Well I have a confession to make; I have never read a book by any of the above authors in it’s entirety. This isn’t something I’m proud of – as someone who would class themselves as a book worm, I find this omission to be somewhat embarrassing. It’s also not that I haven’t tried – I have. I have tried to read many of these novels time and again, thinking that I should fill this void in my literary education. But I just can’t.
I recently picked up Great Expectations by Dickens, thinking that if I tackle any Dickens, then it should be this one, because this is the one that appears on all those “must read” lists. Within the first three chapters I was so frustrated I just couldn’t keep going. I’m going to say it outright; Dickens’ characters annoy me. To me they seem really flat and two-dimensional. There is no nuance to them. They almost come across as parodies of themselves; so-and-so is fat and loud, and is never anything else; Mr such-and-such is thin and mean, and is never seen acting in any other way. It find it very tiring and it wears thin extremely quickly for me. The same fate occurred when at various times I have tried Oliver Twist, Bleak House, and A Tale of Two Cities.

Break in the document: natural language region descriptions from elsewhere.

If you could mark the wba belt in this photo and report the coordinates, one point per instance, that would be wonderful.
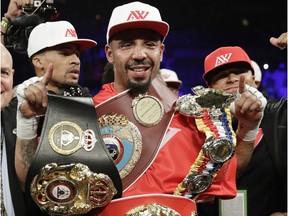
(133, 128)
(151, 204)
(72, 172)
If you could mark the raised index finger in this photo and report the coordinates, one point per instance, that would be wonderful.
(47, 76)
(242, 85)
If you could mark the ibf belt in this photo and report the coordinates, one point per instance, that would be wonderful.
(210, 108)
(133, 128)
(72, 172)
(151, 205)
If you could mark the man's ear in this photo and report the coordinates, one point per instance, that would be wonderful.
(37, 61)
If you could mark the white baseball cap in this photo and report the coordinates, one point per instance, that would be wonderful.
(136, 15)
(257, 71)
(50, 34)
(170, 77)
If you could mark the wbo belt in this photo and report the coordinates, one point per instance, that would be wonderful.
(72, 171)
(133, 128)
(151, 205)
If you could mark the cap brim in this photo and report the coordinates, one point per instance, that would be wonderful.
(208, 76)
(161, 27)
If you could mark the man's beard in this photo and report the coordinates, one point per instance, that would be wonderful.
(138, 88)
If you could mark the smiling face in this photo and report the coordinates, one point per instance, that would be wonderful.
(6, 77)
(66, 62)
(136, 55)
(228, 80)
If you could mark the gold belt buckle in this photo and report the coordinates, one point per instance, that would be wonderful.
(71, 189)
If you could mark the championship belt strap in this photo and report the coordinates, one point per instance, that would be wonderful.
(72, 171)
(128, 125)
(151, 204)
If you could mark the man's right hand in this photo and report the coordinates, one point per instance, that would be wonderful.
(15, 8)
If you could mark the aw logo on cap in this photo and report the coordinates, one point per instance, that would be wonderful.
(70, 33)
(223, 59)
(137, 15)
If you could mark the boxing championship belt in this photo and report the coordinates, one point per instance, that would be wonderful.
(151, 204)
(210, 108)
(72, 171)
(133, 128)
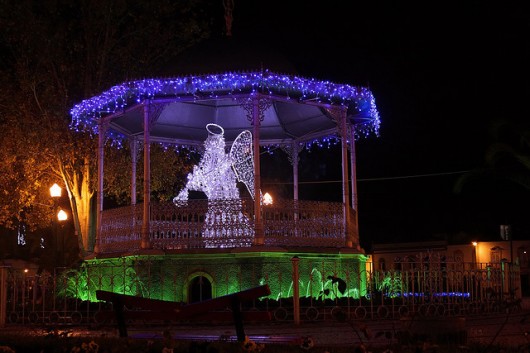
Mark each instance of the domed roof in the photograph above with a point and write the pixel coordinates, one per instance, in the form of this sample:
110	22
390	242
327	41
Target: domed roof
229	54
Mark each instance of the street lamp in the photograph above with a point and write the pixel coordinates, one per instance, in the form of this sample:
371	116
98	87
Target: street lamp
474	254
267	199
55	193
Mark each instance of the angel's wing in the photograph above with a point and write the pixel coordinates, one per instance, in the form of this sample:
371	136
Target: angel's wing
242	156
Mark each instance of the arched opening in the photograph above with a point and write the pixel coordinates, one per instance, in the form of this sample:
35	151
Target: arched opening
199	289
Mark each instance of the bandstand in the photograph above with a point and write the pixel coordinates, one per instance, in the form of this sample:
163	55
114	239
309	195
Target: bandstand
199	249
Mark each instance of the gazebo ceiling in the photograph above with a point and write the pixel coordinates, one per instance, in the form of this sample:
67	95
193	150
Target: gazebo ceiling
294	108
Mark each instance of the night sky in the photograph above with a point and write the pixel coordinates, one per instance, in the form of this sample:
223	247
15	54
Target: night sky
441	72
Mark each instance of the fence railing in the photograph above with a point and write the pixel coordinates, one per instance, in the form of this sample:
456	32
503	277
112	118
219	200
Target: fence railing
51	299
223	224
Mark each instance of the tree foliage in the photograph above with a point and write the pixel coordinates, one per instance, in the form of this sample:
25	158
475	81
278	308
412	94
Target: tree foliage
56	53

As for Hardy, Tess of the D’Urbervilles was on my A-Level English Literature syllabus, and I confess that I never actually read the thing from cover to cover. I read the bits I figured were important, various chapters and extracts and stuff, but I couldn’t face reading the whole thing. I still got an A* (probably more to do with the fact that I did enjoy many other texts on our syllabus, rather than anything else!). I have the whole collection of Hardy novels from the Folio Society sitting on a shelf in my flat, all beautiful bound and printed, and I haven’t touched any of them (I didn’t buy them – they technically belong to my father).

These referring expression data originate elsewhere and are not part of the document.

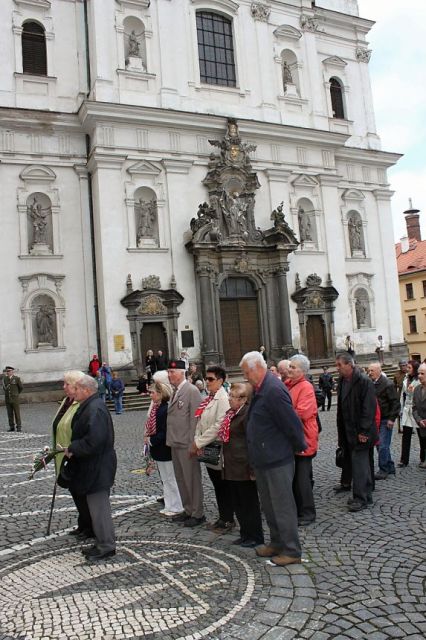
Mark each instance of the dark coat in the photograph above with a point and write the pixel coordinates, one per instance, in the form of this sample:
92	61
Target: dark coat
159	450
235	453
356	411
94	461
161	362
387	398
274	432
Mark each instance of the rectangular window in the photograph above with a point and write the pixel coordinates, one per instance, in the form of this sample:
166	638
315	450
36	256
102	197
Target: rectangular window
215	49
412	324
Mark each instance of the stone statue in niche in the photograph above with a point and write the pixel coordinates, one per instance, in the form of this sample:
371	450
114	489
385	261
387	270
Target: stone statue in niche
287	77
39	218
45	325
147	213
234	210
355	234
361	313
134	47
305	228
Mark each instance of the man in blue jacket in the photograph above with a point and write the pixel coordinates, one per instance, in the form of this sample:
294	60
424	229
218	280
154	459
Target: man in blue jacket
274	434
92	465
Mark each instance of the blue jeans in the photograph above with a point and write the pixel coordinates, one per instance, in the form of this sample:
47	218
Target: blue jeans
118	403
386	463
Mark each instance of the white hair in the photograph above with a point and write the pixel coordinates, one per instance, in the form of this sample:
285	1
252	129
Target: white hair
163	378
71	377
88	383
253	359
304	362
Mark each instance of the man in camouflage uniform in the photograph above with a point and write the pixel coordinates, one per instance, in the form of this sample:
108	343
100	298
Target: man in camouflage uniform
12	387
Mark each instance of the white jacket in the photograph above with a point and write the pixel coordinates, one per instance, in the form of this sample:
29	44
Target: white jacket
208	424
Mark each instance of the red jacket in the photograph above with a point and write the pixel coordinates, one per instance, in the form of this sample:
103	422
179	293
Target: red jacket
302	395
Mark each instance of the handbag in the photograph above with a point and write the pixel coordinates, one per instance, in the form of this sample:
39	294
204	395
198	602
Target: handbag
340	454
66	473
211	453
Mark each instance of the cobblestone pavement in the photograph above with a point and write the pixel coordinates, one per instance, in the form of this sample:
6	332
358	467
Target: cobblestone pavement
363	575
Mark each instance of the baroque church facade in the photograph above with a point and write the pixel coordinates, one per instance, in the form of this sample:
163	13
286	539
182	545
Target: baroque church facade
190	174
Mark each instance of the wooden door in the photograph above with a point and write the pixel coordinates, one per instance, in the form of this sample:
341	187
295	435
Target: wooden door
240	328
153	336
315	338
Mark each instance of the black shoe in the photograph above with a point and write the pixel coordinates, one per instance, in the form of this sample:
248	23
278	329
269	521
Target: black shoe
182	517
305	523
357	505
95	557
339	488
381	475
352	500
194	522
249	544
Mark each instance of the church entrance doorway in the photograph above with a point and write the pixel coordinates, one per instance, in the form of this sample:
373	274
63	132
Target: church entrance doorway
240	319
316	338
153	336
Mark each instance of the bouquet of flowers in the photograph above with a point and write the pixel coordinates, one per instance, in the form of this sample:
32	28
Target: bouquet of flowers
42	459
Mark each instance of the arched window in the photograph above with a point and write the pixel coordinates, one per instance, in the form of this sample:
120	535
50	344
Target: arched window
215	49
34	59
336	95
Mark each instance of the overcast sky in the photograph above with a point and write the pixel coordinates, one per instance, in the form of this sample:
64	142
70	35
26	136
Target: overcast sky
398	77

Other than those forays, I have, at various times, attempted to read Jane Eyre, Wuthering Heights, Middlemarch, Les Miserables, Vanity Fair… and just… nope. None of them grab me enough to want to wade through the pain and stick with them. I’m sure they all have beautiful language and nuance deep within, but I find them such a slog that it ceases to be enjoyable.
One thing I do find strange, however, is that I do have time and a penchant for Gothic Literature with Mary Shelley’s Frankenstein being one of my favourite books. I also enjoyed The Picture of Dorian Grey, Dracula, and The Rime of the Ancient Mariner (okay, so that’s a poem, but hey). So why do I struggle so much with “traditional” Victorian Literature? I genuinely don’t have an answer to this, and if you’ve got any tips or ideas as to how I might break the back of this genre, as it were, and actually read some of these supposedly “must-read” texts, then I would be delighted to hear them. For now, these works remain out of my reach, and I have learned of their stories either through popular culture references, film, or other means.